Modeling Solvent Abraham Coefficients - Model001b

Researcher
Lori Fielding
[Good work, please remove all spans from the wikitext -AL]

Objective

To model the Abraham solvent coefficients c, e, s, a, b, v from chemical structure using CDK descriptors. Model001a and Model001b are performed by different researchers but use the same data, procedure and techniques.

Introduction

The Abraham solvent coefficients c, s, a, b, v are determined by fitting experimental partition coefficients and solubility measurements to the Abraham general solvation model equations. Recent work has shown that the solvent Abraham coefficient c, the regression intercept, has physical–chemical meaning, being related to the van der Waals volume. [1] This means that all the coefficients have physical–chemical meaning and thus it may be possible to model them directly from structure.
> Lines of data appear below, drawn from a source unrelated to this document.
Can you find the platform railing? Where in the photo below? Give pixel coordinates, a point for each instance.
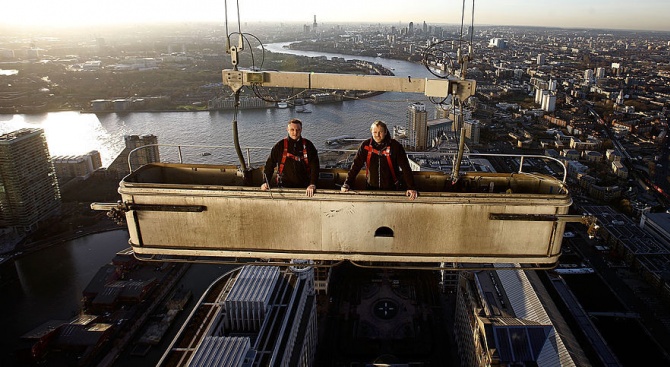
(256, 156)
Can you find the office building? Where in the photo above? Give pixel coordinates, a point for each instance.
(417, 126)
(80, 166)
(148, 153)
(657, 225)
(29, 191)
(264, 316)
(500, 321)
(472, 130)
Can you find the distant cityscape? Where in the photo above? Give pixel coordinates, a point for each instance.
(595, 100)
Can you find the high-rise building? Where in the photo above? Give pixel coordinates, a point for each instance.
(148, 154)
(417, 126)
(500, 321)
(71, 166)
(264, 316)
(29, 190)
(472, 130)
(548, 102)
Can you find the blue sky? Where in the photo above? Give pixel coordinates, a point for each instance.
(612, 14)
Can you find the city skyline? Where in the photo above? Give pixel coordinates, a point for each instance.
(599, 14)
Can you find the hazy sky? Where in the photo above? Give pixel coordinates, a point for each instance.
(610, 14)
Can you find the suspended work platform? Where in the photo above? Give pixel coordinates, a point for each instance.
(182, 210)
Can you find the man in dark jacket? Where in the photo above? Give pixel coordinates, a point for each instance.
(384, 158)
(296, 159)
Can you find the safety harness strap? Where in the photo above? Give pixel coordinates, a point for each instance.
(286, 154)
(384, 152)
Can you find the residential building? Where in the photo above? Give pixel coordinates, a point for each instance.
(29, 191)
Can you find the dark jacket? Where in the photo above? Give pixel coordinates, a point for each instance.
(379, 173)
(295, 173)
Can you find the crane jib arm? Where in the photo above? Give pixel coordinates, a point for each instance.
(441, 88)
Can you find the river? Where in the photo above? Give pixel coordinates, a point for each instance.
(49, 283)
(69, 133)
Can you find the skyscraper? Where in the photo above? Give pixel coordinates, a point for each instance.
(29, 190)
(140, 157)
(417, 126)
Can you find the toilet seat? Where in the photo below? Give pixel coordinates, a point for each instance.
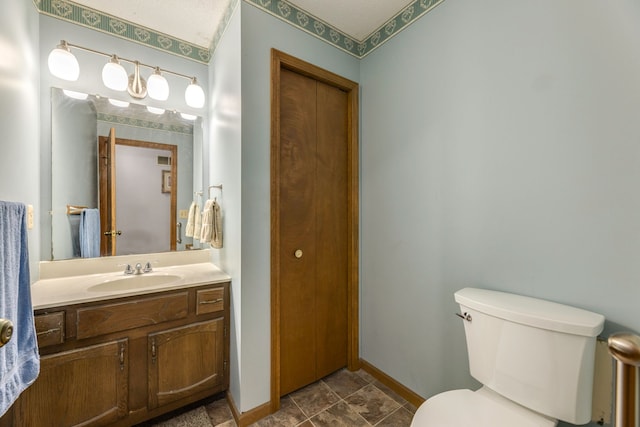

In fact, this has already been done for a limited chemical space of alkane solvents containing hydroxyl, ether, ester and/or ketone functional groups using fragments. [2] Here we present a general model for predicting solvent Abraham coefficients from structure using open CDK descriptors.

Procedure

The up-to-date (as of January 21, 2012) solvent coefficients for 78 organic solvents was take from the ONSChallange solvent database.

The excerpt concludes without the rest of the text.